Here is the recursive definition, for reference

$$T(1) = 5$$

$$T(n) = 3 T(n/2) + 7$$ for $$n \ge 2$$

### Solution

First, substitute the recursive part of the definition into itself and guess the pattern to get the result after k substitutions.

$$\begin{eqnarray*} T(n) &=& 3\cdot T(n/2) + 7 \\ &=& 3(3\cdot T(n/4) + 7) + 7 \\ &=& 3(3(3\cdot T(n/8) + 7) + 7) + 7 \\ &=& \ldots \\ &=& 3^k \cdot T(n/{2^k})+ 7 \sum_{i=0}^{k-1}3^i \\ \end{eqnarray*}$$

The input to T will hit the base case input value when $$n/2^k = 1$$. That is, we need to have $$n = 2^k$$. So $$k = \log_2 n$$.

Substituting in the base case value for k and the fact that T(1)=5, we get:

$$\begin{eqnarray*} T(n) &=& 3^{\log_2 n} \cdot T(1) + 7 \sum_{i=0}^{\log_2 n-1}3^i = 5\cdot 3^{\log_2 n} + 7 \sum_{i=0}^{\log_2 n-1}3^i \\ \end{eqnarray*}$$

Notice that $$3^{\log_2 n}= 3^{\log_3 n \cdot \log_2 3}= n^{\log_2 3}$$.

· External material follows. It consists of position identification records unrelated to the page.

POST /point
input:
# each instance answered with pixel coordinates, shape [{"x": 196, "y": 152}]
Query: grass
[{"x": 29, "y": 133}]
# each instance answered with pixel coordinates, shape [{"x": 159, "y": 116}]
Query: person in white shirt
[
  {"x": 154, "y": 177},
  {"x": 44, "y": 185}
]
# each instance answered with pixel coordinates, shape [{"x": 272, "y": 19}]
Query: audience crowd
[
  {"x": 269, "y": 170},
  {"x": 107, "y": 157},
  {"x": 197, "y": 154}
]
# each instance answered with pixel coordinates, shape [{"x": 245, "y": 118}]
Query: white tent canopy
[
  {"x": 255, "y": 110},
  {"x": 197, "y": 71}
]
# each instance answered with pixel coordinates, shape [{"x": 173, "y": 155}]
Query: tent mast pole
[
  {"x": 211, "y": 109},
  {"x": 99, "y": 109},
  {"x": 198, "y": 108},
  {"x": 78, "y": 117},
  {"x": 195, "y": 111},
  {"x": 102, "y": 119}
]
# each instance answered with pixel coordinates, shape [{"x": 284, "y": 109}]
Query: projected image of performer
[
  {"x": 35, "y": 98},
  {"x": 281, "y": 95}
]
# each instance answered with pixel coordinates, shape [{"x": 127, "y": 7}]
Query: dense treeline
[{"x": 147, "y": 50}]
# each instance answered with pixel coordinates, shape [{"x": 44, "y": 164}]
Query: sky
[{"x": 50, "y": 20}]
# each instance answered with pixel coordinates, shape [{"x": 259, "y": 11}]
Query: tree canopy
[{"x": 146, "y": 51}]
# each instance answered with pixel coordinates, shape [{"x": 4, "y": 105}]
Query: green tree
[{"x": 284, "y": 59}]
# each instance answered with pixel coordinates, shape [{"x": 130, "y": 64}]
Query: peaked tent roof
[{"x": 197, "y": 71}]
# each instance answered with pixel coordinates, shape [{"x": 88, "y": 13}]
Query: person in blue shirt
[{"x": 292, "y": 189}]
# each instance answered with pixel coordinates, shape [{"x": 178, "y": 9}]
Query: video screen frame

From any standard summation table, we find that $$\displaystyle\sum_{i=0}^{p}r^i = \frac{r^{p+1} -1}{r-1}$$

So $$\displaystyle\sum_{i=0}^{\log_2 n-1}3^i = \frac{3^{\log_2 n} -1}{3-1} = \frac{n^{\log_2 3} -1}{2}$$

So $$\displaystyle T(n) = 5\cdot 3^{\log_2 n} + 7 \sum_{i=0}^{\log_2 n-1}3^i = 5\cdot n^{\log_2{3}} + 7 \frac{n^{\log_2{3}}- 1}{2} = \frac{17n^{\log_2 3} -7}{2}$$